Really, the Scouting book has alot of good standard stuff to get into, and the Scoutmaster's Handbook has some great ideas. Newer Scouts have alot of level requirements to fulfill, you can kill off a few of those as part of your curriculum. Depending on time of year, improvising shelters is a great group activity, and kids can put something up and sleep in it. Plant and animal identification too - go on a walk and find 10 of each, what few poisonous plants to look out for etc. Something as simple as knife safety and sharpening their knife can get them onto their Tote n Chip and contribute a valuable skill. Maybe a primer on building a first aid kit and cleaning and dressing simple wounds.

Keep the talking to a minimum, hands on as much as possible. If the kids have been on campouts, hopefully the adult leaders have related what they carried to what they need to survive. If not, a few minutesw on the rule so 3s etc and the importance of going out prepared.
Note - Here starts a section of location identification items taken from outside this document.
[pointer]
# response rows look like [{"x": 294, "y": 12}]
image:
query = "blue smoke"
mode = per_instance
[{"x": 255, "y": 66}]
Consider having a few stations, and rotate the kids among them after an hour. Depending on how many kids you have, a larger class can be hard to handle and sorta boring for the kids. No matter how involved what you have to say may be, few if any kids will want to sit there all afternoon hearing about it (unless it eventually involves exciting stories ending in missing limbs and digits). Smaller groups working 2-3 together can get alot more done. Fire-making seems to be popular among kids and adults. Combine it with an hour on backcountry cooking, and have one group prepare lunch for the troops, another make dinner.

I recommend you involve your other adult leaders directly in whatever you do, if they lack experience get together with them beforehand to practice the skills you intend to cover, then have them cover a station instructing the kids. Don't make them students for the day, let them lead some of the skills, even if they aren't expert. My first time out with Scouts I was impressed that every adult leader knew so many knots (more than me), little did I know that a few of them had learned them just the week before the outing.

Last I would tailor this to the audience - if they're urban / suburban kids then cleaning game is overkill as a primary skill, if they come from hunting families they may already be familiar.